Más desorientada que un chino en medio de un funeral griego respondí: “¡Ay que bueno! ¿Cuál rusa?”
“La madre de Antón,” me dijo sin más.
“¿Y cómo?”
“Bueno, Antón quería ver a su madre y ésta viene con mi hija a quien yo tampoco he visto en años.”
Aunque no entendía absolutamente nada, mi instinto presentía lo que se avecinaba.
Los que siguieron fueron días de negros presentimientos. Era el temor de enfrentarme a la desconocida, aunque pensando las cosas con calma, si alguna puede tenerse en esos momentos. En realidad, para Antón era la oportunidad de tener una relación más real con su madre, y para Fabio también era el momento de conocer a una hija a quien siempre había sostenido económicamente, pero con la que nunca había tenido una relación cercana por la actitud de su madre. Pero nada de eso era asunto que me incumbiera porque no tenía que ver conmigo. ¿De qué tenía que preocuparme, si al fin y al cabo entre Fabio y su ex rusa no existía el menor contacto ni la menor pizca de relación? Además, no en balde Fabio y yo llevábamos nueve años juntos, muchos más años de convivencia de los que tuvo con ella. Y algo más: entre su divorcio y nuestro matrimonio hubo otro brevísimo episodio matrimonial (del que hablaré más adelante en el capítulo correspondiente). Después de todo esto, ¿qué habría de extraño en un reencuentro como ese?

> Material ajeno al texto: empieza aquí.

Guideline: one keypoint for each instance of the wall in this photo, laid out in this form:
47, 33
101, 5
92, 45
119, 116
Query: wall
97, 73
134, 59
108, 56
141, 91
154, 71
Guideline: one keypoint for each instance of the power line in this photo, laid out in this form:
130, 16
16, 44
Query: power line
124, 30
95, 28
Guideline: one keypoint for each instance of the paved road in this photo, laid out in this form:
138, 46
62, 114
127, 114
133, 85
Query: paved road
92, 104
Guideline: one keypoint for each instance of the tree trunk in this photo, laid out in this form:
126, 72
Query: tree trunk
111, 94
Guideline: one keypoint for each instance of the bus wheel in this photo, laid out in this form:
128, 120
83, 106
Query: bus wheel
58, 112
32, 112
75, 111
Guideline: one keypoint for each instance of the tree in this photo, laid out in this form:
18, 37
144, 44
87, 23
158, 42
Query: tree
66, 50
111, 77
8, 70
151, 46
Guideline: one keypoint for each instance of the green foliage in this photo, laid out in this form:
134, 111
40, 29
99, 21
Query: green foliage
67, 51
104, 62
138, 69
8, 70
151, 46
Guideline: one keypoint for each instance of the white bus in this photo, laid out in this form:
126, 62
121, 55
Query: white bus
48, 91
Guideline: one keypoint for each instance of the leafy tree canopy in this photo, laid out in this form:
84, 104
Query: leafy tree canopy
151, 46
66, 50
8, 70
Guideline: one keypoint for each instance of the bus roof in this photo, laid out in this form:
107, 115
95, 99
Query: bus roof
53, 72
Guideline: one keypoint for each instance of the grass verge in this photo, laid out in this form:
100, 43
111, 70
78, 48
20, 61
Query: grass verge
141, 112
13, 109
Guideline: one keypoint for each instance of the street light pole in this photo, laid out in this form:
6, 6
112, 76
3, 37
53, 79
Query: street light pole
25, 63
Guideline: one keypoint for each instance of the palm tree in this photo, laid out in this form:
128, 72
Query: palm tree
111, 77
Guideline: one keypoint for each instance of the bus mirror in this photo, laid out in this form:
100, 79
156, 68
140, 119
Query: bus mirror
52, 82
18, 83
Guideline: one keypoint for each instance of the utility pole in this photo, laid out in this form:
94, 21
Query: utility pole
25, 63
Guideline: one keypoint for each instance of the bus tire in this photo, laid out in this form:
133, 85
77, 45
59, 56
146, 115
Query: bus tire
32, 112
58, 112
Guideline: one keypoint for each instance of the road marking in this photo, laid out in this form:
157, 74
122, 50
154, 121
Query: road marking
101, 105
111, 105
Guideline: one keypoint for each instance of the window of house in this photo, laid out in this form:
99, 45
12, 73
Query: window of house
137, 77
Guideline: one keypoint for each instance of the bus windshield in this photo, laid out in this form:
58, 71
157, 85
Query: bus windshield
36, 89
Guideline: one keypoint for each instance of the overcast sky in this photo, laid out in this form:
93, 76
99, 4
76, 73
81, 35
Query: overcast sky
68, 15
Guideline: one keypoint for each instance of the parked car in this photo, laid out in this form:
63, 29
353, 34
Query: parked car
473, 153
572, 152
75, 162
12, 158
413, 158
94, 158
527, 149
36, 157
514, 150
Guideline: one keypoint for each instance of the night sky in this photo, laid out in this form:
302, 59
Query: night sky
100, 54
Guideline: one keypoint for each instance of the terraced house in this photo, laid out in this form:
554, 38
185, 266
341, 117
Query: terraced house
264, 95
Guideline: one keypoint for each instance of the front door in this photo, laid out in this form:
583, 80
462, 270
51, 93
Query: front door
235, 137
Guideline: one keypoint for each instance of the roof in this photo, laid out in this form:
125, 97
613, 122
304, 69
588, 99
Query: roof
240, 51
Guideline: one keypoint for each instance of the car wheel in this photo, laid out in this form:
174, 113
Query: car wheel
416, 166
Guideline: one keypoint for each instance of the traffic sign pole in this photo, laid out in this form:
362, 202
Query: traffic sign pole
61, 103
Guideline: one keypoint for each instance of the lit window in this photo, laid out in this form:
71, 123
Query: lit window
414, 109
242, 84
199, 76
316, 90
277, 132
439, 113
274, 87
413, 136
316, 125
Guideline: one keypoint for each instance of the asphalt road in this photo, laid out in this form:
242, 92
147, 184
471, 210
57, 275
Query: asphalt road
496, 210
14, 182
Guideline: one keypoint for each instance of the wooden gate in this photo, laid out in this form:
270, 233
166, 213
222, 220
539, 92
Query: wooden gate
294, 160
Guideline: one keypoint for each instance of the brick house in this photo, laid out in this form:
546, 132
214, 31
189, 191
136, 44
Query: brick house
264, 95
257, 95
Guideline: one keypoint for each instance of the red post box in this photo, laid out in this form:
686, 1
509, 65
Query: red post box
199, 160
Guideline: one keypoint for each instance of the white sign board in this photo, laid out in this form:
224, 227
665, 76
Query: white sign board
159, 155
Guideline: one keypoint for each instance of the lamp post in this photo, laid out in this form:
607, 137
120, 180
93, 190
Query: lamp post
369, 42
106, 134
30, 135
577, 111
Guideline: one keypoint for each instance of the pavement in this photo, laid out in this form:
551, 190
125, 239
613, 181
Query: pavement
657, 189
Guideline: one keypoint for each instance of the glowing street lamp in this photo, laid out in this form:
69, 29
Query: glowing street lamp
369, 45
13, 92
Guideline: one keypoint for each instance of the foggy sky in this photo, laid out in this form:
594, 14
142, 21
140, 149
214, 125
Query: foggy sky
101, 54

Con semejantes reflexiones y un sinfín de preguntas sin respuestas, llegó el gran día del arribo del personaje. De inmediato supe que mis temores no fueron infundados porque las visitas no llegaron libres de problemas sino todo lo contrario. Luego de un retraso de ocho horas en el que Antón, Fabio y yo estuvimos esperándoles, finalmente aparecieron. Nos levantamos felices de verlas salir de la aduana. Antón abrazó a su madre, Fabio a su hija y cuando llegó el momento de presentarme, aquella mujer de inmediato me clavó una terrible mirada de odio, y volteó la cara hacia otro lado. Por su parte la niña, tampoco respondió a mi saludo cuando el padre me la presentó. Dejaría de ser la reportera que soy si lo hubiera pasado por alto.

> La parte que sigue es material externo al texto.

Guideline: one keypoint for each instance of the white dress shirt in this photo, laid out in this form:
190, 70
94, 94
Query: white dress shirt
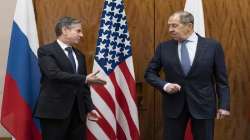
191, 44
64, 46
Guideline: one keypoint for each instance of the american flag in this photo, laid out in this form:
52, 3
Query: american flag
116, 101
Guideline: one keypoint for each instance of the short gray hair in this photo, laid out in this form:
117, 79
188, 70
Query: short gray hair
65, 22
185, 17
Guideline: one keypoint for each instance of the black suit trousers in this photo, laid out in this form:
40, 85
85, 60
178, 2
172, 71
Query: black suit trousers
174, 128
71, 128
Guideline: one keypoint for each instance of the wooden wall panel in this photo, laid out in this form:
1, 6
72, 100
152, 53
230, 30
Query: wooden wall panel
140, 16
226, 21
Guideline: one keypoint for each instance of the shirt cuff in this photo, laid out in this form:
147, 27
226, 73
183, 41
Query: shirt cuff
165, 86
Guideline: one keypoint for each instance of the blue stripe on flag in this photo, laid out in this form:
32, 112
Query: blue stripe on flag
23, 66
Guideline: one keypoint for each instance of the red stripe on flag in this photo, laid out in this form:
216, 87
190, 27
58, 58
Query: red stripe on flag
120, 134
16, 114
90, 136
124, 106
103, 123
129, 79
188, 132
105, 95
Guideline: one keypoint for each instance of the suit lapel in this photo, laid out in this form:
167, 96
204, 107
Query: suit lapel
177, 59
200, 50
80, 61
59, 52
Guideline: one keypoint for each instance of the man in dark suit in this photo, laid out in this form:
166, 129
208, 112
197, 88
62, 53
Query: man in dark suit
195, 77
64, 103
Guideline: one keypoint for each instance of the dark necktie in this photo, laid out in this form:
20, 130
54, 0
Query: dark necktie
185, 61
71, 57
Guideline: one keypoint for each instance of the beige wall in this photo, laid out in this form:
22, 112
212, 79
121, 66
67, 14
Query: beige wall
7, 8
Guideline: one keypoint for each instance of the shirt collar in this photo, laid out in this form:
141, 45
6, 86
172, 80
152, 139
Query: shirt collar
193, 37
62, 45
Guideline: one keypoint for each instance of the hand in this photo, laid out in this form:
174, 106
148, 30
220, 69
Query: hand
172, 88
93, 116
221, 113
93, 79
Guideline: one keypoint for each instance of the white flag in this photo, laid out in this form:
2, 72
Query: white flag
195, 8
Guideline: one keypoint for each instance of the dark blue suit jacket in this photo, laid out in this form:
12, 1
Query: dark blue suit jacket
205, 82
60, 85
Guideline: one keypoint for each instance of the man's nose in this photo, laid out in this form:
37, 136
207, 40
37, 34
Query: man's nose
81, 34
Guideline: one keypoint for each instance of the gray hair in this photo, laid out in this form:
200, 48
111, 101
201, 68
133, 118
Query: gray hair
185, 17
65, 22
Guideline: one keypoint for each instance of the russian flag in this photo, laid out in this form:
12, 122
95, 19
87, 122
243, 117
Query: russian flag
22, 80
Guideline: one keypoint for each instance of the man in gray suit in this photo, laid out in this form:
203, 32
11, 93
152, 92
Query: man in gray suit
195, 77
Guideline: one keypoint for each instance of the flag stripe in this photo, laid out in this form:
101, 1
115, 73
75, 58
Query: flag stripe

Y ahí comenzó la guerra silente del personaje en mi contra. Del aeropuerto nos fuimos a casa de mis suegros, que muy emocionados conocieron a su nieta, aunque no podían comunicarse con ella, ya que la madre, perfectamente bilingüe en español no le había enseñado el idioma de su familia cubana, pero sí la había mandado a estudiar inglés y francés. En medio de aquella algarabía tuve la segunda andanada. Traté nuevamente de hablar con la niña y ésta otra vez me volvió a voltear la cara. La madre por su parte también me dejó con las ganas de platicar. Confundida y enojada intenté llamarle la atención a Fabio quien por supuesto, aunque sabía lo que pasaba, prefirió ignorar todo: “Cuando pasen los días voy a hablar con ellas, hoy es muy pronto porque apenas han llegado y no quiero que lo tomen como una agresión de mi parte.”